I think the truth is even one step further away from current models in exactly this direction.
Blowtorch Theory posits that supermassive black holes formed very early, before the stars. I believe they didn't just form early, but that they were always there and the smoothness of the CMB doesn't come from natural isotropy of 'creation'. In my opinion it's so smooth because on the way to us the light was thoroughly mixed by the chaotic gravity (and now possibly electromagnetism) of all the supermassive black holes of the observable universe and the 'dust' swirling between them that were at the time that CMB light originated, crammed into a bubble of the size of merely 100 mln light-years. The relationship between CMB and supermassive blackholes exists but it's the other way around. It's not CMB that spawned black holes. It's black holes that generated the smoothness of CMB. The smoothness comes from overlapping gravitational lensing of trillion galaxies in concentrations ranging form 100 mln light years to 13 bln and acting for 13 bln years.

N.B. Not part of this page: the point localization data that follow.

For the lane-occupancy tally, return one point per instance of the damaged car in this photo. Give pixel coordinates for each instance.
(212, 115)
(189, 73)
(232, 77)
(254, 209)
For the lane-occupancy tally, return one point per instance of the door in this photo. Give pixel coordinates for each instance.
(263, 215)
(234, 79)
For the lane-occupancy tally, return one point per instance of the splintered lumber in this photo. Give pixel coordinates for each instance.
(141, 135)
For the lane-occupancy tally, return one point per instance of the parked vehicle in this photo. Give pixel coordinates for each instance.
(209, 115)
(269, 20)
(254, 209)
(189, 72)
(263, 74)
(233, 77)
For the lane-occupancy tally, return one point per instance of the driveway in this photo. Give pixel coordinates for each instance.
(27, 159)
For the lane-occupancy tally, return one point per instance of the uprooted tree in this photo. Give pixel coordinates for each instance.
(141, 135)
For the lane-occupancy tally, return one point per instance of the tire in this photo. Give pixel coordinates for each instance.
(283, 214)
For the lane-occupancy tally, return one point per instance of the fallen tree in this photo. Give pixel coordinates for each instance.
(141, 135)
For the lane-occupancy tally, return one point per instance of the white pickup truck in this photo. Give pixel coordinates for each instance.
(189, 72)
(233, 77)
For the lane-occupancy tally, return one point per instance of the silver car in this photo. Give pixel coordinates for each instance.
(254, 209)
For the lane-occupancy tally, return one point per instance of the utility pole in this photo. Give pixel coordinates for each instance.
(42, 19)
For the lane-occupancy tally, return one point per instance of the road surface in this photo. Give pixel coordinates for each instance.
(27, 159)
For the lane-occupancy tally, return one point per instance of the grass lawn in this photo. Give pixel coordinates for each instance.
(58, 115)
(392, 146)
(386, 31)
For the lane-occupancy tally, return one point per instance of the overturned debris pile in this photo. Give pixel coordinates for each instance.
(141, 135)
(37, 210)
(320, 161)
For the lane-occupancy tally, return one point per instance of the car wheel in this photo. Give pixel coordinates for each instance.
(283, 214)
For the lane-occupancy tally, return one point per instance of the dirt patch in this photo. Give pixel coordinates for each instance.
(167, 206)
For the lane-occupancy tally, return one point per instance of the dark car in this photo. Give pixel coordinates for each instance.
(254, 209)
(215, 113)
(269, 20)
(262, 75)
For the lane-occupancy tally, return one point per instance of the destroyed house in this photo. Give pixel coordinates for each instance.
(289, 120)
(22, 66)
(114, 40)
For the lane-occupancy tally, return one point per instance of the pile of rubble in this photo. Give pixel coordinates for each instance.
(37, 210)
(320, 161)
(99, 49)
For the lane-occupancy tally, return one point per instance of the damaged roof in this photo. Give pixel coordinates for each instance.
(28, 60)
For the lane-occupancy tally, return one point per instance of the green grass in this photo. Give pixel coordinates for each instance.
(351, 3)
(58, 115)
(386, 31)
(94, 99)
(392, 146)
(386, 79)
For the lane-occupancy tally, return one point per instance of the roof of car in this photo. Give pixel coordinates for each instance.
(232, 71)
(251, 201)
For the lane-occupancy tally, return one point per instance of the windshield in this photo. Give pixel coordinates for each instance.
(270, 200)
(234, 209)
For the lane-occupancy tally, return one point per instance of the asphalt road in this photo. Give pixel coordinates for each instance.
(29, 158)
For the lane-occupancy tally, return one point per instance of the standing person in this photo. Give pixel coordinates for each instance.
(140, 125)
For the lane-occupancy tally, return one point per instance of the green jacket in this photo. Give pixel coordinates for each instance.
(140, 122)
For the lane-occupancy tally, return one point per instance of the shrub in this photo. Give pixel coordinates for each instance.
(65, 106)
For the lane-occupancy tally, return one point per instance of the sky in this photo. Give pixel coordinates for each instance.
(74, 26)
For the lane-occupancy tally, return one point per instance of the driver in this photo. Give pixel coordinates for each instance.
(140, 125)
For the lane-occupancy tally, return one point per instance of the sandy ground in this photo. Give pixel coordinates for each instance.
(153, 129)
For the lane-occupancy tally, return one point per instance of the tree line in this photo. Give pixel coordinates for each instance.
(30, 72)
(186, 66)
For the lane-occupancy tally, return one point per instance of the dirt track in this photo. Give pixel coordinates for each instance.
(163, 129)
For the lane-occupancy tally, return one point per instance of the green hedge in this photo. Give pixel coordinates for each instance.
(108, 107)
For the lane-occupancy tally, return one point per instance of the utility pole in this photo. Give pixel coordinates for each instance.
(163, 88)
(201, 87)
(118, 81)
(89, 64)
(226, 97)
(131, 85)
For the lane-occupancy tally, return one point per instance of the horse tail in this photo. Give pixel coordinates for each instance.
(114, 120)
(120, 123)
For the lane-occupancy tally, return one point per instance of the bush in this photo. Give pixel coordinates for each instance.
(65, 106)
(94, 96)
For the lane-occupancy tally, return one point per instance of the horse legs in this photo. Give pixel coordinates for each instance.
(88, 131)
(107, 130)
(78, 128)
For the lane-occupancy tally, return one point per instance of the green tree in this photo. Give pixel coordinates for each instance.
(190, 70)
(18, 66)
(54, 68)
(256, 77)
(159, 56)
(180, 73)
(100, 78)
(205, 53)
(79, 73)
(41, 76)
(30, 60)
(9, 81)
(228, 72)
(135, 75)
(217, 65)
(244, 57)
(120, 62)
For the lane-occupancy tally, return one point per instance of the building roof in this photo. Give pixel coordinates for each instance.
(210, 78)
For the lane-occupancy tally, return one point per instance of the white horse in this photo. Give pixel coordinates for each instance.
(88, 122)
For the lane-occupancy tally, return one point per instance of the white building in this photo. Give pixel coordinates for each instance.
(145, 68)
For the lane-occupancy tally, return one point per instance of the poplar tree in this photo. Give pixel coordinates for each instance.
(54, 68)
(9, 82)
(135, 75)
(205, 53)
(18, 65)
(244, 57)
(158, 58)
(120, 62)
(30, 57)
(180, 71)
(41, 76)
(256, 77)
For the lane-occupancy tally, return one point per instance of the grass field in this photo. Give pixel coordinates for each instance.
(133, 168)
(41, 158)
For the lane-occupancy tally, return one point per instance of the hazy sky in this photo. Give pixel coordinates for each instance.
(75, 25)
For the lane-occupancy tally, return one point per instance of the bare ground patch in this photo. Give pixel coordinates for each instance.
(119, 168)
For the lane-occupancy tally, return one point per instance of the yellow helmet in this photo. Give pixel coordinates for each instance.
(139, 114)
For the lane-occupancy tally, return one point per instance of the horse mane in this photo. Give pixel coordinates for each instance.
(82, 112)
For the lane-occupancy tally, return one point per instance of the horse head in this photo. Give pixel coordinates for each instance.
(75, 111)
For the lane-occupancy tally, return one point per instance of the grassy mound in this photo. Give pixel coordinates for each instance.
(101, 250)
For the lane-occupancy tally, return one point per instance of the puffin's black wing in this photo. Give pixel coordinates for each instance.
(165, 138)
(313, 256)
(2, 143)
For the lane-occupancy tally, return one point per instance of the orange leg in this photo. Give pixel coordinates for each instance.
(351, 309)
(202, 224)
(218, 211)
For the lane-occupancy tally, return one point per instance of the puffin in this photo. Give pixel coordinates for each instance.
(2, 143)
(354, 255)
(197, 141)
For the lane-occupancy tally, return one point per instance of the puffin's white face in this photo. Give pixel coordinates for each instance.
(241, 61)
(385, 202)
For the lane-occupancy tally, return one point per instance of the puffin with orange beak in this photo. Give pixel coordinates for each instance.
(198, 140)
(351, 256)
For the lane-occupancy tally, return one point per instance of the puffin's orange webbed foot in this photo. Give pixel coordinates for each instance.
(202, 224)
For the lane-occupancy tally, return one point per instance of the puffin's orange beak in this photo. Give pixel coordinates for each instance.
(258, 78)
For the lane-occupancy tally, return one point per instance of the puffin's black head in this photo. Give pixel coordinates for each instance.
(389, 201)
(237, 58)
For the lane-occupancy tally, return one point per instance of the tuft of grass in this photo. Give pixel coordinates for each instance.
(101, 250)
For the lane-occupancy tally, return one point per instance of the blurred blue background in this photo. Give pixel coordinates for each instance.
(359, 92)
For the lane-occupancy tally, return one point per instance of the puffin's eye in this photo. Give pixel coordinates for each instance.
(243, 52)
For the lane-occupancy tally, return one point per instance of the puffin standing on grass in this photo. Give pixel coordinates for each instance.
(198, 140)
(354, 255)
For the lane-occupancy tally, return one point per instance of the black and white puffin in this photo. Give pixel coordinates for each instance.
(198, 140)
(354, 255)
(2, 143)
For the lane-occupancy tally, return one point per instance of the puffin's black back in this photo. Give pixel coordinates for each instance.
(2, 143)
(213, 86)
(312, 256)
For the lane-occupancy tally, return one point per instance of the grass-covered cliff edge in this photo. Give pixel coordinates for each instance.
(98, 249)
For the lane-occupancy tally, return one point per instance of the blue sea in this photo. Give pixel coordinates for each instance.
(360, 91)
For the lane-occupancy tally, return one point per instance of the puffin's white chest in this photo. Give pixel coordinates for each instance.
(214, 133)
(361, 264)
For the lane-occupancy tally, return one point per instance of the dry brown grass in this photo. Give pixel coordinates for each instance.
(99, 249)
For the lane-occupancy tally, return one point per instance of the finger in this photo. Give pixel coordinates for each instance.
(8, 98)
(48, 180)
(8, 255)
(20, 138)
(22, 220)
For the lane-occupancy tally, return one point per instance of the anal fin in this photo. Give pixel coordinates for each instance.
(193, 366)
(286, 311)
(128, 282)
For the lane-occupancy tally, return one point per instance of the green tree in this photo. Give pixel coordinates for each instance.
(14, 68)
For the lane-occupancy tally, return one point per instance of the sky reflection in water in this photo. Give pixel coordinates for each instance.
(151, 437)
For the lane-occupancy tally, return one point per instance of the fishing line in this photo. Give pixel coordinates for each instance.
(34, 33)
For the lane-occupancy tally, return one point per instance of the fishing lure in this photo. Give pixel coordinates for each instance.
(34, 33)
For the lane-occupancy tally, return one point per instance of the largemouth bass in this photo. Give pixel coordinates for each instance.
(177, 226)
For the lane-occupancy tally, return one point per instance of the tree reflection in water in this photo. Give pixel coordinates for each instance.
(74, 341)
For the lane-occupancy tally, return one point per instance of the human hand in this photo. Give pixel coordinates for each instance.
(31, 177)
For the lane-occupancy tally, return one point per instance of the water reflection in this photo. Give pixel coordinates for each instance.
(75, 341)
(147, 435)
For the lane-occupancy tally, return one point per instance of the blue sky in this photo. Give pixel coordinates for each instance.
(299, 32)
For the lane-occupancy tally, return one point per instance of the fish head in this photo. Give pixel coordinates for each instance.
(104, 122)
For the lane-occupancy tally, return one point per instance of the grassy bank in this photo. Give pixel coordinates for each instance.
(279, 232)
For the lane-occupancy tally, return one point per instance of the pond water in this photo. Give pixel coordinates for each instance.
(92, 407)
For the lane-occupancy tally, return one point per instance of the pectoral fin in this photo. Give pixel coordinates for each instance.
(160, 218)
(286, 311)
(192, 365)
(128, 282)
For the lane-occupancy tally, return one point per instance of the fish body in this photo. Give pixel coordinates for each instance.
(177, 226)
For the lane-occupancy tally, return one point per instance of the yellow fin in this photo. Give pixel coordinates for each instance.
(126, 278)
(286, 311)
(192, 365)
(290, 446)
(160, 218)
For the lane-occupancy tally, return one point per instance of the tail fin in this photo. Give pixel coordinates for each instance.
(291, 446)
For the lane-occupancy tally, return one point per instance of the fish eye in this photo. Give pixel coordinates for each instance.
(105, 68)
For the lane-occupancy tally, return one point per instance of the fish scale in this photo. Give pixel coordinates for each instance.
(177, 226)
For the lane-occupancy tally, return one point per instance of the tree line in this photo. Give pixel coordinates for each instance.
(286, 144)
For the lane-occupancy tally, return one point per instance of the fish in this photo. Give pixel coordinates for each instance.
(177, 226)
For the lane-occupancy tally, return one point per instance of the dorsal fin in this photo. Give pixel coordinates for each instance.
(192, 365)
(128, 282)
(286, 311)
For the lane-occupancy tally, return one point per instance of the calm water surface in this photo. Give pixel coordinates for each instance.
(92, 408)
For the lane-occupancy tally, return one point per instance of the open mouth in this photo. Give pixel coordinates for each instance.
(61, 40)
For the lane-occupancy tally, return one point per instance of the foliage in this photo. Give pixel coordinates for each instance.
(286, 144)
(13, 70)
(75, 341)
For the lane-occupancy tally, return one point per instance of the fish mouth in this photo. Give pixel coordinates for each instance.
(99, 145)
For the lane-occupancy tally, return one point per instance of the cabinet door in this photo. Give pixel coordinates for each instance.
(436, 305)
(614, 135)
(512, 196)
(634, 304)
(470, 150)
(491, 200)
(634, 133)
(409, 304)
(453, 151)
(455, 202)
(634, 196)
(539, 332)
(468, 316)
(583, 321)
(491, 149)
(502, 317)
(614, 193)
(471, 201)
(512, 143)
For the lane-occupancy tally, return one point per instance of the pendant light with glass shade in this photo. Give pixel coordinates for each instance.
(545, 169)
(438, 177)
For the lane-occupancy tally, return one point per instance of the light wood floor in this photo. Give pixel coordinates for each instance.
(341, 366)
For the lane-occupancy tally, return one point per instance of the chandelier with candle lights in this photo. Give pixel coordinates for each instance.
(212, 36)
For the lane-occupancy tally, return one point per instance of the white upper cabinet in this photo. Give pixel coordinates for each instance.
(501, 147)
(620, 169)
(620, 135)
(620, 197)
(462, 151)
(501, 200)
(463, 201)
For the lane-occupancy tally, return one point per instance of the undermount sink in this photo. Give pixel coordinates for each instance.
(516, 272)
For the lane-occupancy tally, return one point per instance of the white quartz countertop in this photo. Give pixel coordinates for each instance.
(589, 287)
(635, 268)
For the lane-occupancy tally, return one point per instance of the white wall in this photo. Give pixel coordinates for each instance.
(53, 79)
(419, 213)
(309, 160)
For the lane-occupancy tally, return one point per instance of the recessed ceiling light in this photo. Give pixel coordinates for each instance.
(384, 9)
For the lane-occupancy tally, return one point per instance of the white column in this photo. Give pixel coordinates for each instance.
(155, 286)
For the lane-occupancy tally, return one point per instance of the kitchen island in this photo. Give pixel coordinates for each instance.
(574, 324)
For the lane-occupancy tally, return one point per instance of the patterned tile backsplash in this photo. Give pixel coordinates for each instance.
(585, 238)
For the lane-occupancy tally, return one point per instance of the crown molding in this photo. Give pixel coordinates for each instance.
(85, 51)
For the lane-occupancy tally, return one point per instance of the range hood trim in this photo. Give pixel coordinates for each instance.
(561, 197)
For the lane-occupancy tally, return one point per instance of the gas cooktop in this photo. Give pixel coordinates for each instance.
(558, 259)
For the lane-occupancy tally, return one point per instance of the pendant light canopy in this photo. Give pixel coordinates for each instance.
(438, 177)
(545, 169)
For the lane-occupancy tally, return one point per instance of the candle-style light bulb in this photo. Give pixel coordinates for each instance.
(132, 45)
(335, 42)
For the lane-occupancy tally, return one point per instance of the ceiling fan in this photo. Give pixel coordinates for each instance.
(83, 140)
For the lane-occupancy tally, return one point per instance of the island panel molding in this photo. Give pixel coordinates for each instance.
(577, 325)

In my idea "Where did the supermassive black holes came from?" is the same kind of question like "Where did the universe came from?" The fact that in current Big Bang model we can imagine simple, mathematical origins (point like beginning of spacetime) doesn't make it more likely to be true. There's no doubt that Big Bang was a very energetic event, but you could get very energetic events without invoking creation. Just imagine two very dense black hole clusters, slamming into each other at relativistic speeds, each consisting of trillions (or more) of supermassive black holes.
What's great about this Blowtorch Theory is that it connects things we can actually observe, large scale structure of the universe, with the activity of those very early supermassive black holes (wherever they came from) in a measurable way thus potentially providing evidence of their very early existence. I hope it catches on because it's huge step in the right direction.